We live in a world where consumption is on demand… even without a screen to liaise with.
As I reflect on my hours upon hours of content consumption (both on and off the screen), I realize that I have travelled the world 10x over without physically going far at all.
I realize that my use of content consumption has never really been about escapism.
It’s been about adding ingredients while I marinate.
As I begin to crawl out of my creation hibernation, I’m starting to see the influence of the different places, spaces, and objects I’ve witnessed through my senses over the last few years.
It’s not until the creation is complete that I notice the impression these experiences have made on me.
It’s only then that I realize how present and active my mind has been as I’ve scrolled, searched, and saved.
All of this information has been latent in the back of my mind until another stimulus calls it forward to be witnessed.
It’s remarkable the way the mind registers everything, yet only filters certain information for us to be consciously aware of.
The rest is processed and sorted elsewhere, below our conscious threshold.
When I write, I allow this subconscious part of me to rise to the surface and bubble over… finally meeting a blank page with written words.
As I wrap up my thoughts, I’ll leave you with this:
When you consume something created by someone else and abstain from creating anything yourself, you are not taking more than you are giving.
You are giving your attention.
Consumption is an exchange just as creation is.
The question I ask myself is this: is the value of my attention equal to that which I am consuming?
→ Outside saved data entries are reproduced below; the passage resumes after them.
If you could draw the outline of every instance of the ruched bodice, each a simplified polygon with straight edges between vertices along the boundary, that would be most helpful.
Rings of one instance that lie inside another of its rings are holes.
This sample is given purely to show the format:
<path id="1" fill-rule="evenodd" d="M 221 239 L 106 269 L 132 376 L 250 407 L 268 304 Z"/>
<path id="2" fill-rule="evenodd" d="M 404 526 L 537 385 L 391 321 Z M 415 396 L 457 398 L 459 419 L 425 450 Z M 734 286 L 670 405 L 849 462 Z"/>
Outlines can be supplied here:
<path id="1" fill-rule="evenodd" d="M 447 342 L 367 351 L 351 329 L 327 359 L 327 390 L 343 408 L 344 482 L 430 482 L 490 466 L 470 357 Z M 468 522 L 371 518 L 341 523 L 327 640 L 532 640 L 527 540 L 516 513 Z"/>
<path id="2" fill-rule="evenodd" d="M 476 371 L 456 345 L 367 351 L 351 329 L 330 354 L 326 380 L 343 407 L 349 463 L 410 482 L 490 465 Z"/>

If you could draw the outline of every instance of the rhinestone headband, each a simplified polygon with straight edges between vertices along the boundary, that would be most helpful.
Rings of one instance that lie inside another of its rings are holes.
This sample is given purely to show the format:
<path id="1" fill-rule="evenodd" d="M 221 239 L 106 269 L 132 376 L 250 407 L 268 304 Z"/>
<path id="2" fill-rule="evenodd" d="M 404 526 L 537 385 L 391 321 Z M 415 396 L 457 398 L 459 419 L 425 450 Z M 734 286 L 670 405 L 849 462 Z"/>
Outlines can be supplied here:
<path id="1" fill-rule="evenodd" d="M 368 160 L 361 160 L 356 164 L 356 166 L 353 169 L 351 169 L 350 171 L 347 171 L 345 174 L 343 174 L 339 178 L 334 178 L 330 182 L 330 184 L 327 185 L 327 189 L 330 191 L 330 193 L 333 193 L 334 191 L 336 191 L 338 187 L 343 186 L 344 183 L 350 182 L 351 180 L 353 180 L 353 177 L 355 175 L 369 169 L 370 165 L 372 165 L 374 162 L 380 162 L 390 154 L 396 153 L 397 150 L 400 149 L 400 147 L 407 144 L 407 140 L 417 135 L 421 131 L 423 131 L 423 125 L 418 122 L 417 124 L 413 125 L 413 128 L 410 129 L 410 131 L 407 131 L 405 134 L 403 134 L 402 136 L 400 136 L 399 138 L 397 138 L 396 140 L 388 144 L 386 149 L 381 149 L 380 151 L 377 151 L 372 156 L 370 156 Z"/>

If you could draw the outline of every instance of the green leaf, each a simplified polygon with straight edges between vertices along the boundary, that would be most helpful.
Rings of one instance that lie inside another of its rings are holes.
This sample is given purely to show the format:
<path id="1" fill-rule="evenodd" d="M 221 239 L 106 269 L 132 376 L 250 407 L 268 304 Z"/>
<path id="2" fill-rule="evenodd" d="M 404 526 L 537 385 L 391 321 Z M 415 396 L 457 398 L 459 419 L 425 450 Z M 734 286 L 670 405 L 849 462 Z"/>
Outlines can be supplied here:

To me, this is the deciding factor of whether or not content consumption is valuable.
Perhaps… even when we are creating, we are also consuming.
Be it white space on a canvas or time from someone else’s day.
I believe I’ve decided that ultimately, consumption and creation are like an infinity symbol.
No matter how you draw it, the two sides will always fold into one another, creating one, continuous process.
Taking and simultaneously giving.
Each side inextricable from the other.